An anonymous person responding to David’s friends who “buy into the republican dogma” wrote,
Well, if you are in a nice house and are comfortable, then you well off. So what’s to complain about?
This topic to be continued....
Next time—Republicans with a conscience.

Comments

Florian said…
Jeanette says, “The richest 1 percent owns 34 percent of our nation’s wealth—that’s more than the entire bottom 90 percent, who own just 29 percent of the country’s wealth.” A table on the web page that Jeanette links to also shows that the bottom 80% own roughly 20% of the country's wealth, rounding numbers to the nearest 10%. This is the case whether we are speaking of the present or thirty years ago. Far from being an anomaly that “no society can long endure,” this has probably been the case in most large societies throughout history. This is due to the so-called “80/20 rule”.

The 80/20 rule is sort of a law of the universe that applies to a wide variety of phenomena. It is well-known in the field of management, where it is often said that 20% of your workers will do about 80% of the work, and vice versa. I would think that this applies to society at large as well. Sure, everybody works, but only a fraction of all of us (say 20%) actually make such impactful contributions to society as creating jobs, creating new inventions, or being civic leaders. Perhaps it is “justice” that the top 20% reap 80% of the rewards, or 80% of the wealth.

The 80/20 rule does not have to be imposed through government legislation; it will be followed naturally in free society with a free economy. Liberals want to impose redistributionist policies to make things more “fair” or “just”, so that the top 20% have closer to 20% of the wealth, or something like that. That might sound just, but it is not so natural. Such redistributionism fights against the 80/20 rule, a universal law that often naturally prevails anyway. So, the opponents of liberals (Jeanette calls them names like “anti-tax extremists”) argue that redistribution of wealth doesn't work. The goal of redistribution, the equalizing of income, is not a necessary goal anyway, as I explained in an earlier comment.
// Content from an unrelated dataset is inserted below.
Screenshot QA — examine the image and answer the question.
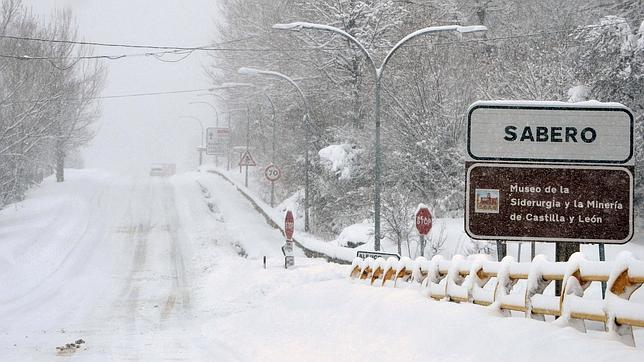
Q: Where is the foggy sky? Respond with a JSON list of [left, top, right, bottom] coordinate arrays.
[[24, 0, 219, 173]]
Jeanette almost concedes the point, but then she argues, “But transfer of wealth is exactly what has happened in the last years, transferred from the poor and middle classes to financial wizards who enjoy playing with money.” No, Jeanette, we don't equate the free, voluntary transfer or exchange of wealth in a free economy with the imposed, non-voluntary redistrubution of wealth by a government. We must remember that the operative syllable in the word redistribution is the prefix “re-”. It refers to another distribution of wealth that takes place after an initial distribution by the free market. Redistribution is designed to cancel out some of the effects of the free market, namely, the supposedly unequal effects. It is a form of interference with the free market, which is why the “anti-tax extremists” believe that it doesn't work.

Jeanette makes it sound like the rich unjustly took (transferred) from the poor wealth that belonged to the poor. This has always been part of the leftist narrative; the left always convicts the rich of this “injustice” without putting any of them on trial. But we know that the poor never owned the wealth in the first place, for they were poor. The wealth never existed until it was created as the economy grew; and it was then distributed freely through the operation of the free market. It makes no sense to call this “injustice in America”, as if the operation of a free market is a genuine example of unjust activity.
Kathleen said…
This article is so timely and poignant. The current budget under discussion is clearly a moral issue.
Jeanette, thanks for your clear writing and the inclusion of your references. Fantastic.